Scientific classification
- Kingdom: Animalia
- Phylum: Chordata
- Class: Aves
- Order: Strigiformes
- Family: †Protostrigidae
- Genus: †Eostrix Brodkorb, 1971
- Species: E. mimica (Wetmore, 1938) E. martinellii Martin & Black, 1972 E. vincenti Harrison 1980 E. tsaganica Kurochkin& Dyke 2011

= Eostrix =

Genus of protostrigid owl

Eostrix is a genus of extinct primitive owls in the family Protostrigidae, along with Oligostrix and Minerva. These owls date from the early Eocene of the United States, Europe, and Mongolia. They have been described based on fossil remains. The genus was created by Pierce Brodkorb in 1971 to place a fossil species known until that time as Protostrix mimica.
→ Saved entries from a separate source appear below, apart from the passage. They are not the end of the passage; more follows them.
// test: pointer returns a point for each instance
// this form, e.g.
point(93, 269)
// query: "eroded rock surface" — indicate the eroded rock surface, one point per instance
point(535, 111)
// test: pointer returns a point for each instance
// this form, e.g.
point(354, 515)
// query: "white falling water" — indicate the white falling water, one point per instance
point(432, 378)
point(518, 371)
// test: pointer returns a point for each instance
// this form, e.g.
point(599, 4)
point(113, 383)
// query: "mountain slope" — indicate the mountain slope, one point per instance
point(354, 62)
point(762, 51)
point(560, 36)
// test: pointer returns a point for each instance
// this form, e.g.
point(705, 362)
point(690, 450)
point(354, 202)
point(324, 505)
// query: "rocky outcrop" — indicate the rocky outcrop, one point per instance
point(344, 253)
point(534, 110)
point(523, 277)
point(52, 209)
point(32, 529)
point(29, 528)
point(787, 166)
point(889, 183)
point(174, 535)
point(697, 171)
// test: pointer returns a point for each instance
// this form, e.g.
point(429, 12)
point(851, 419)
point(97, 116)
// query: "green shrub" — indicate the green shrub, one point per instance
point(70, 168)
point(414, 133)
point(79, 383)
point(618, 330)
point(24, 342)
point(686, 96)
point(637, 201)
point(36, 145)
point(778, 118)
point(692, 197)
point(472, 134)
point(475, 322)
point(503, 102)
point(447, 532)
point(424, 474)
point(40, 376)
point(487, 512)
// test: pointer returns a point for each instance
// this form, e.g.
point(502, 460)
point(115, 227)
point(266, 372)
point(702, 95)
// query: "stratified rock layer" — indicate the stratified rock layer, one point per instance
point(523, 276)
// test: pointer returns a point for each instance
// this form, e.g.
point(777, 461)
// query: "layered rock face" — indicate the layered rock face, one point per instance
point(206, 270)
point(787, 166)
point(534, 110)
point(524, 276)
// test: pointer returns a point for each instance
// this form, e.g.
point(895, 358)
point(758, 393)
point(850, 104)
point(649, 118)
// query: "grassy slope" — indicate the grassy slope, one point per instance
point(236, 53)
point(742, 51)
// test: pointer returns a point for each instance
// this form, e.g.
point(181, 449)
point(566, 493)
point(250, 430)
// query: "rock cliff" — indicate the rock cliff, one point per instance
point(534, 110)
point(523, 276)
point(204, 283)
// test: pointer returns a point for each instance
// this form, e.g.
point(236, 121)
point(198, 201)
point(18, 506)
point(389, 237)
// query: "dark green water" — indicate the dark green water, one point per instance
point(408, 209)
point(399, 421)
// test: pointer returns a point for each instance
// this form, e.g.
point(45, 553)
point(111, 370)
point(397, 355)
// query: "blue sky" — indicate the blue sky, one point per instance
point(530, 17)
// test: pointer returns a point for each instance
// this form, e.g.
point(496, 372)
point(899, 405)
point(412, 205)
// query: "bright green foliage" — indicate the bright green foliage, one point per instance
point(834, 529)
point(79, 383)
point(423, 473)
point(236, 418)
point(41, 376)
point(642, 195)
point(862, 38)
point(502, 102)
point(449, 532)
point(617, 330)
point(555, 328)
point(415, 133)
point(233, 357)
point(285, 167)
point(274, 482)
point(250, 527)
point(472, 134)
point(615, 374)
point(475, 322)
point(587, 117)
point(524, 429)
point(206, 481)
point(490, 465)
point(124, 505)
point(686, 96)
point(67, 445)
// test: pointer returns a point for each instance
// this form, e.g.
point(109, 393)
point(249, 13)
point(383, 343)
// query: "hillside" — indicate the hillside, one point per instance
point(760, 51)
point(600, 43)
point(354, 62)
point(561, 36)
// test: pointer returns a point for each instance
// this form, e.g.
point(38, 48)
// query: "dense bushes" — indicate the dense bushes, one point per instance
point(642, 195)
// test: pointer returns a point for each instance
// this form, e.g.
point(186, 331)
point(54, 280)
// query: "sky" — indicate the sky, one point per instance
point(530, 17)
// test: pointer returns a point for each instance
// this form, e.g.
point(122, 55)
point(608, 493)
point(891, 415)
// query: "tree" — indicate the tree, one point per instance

The following species are recognised:
- E. mimica described in 1938 by Alexander Wetmore using hindlimb elements in Eocene strata in Wyoming.
- E. martinellii was described in 1972 from a left tarsometatarsus (lower leg bone) recovered from an escarpment above the southeastern bank of Cottonwood Creek in Fremont County, Wyoming by Jorge Martinelli on a field trip in 1970 under the auspices of the University of Kansas. The strata was a Lysite member of the Wind River Formation. Martinelli was studying paleontology at the University of Barcelona. Paleontologists Larry D. Martin and Craig Call Black from the University of Kansas Natural History Museum named it in his honour. The smaller of the two species, it was similar in size to the living long-eared owl (Asio otus). Differences in the trochleas (grooves) of the lower end of the tarsometatarsus set it apart from living owls, namely a groove in the trochlea for digit 2, a deeper posterior groove in a relatively narrow trochlea for digit 3, and an unusually rounded trochlea for digit 4.
- E. vincenti described in 1980 by Colin Harrison from the early Eocene London Clay in England, known from pedal phalanx and proximal tarsometatarsus bones. Some scholars think E. vincenti resembles Necrobyas more than Eostrix.
- E. tsaganica described in 2011 by Evgeny Kurochkin and Gareth J. Dyke, found in Mongolia.

In 2016, Gerald Mayr described E. gulottai from the early Eocene Nanjemoy Formation in Virginia. However, in 2022, Mayr, alongside Andrew C. Kitchener, moved 'E.' gulottai to the genus Ypresiglaux as the new combination Y. gulottai.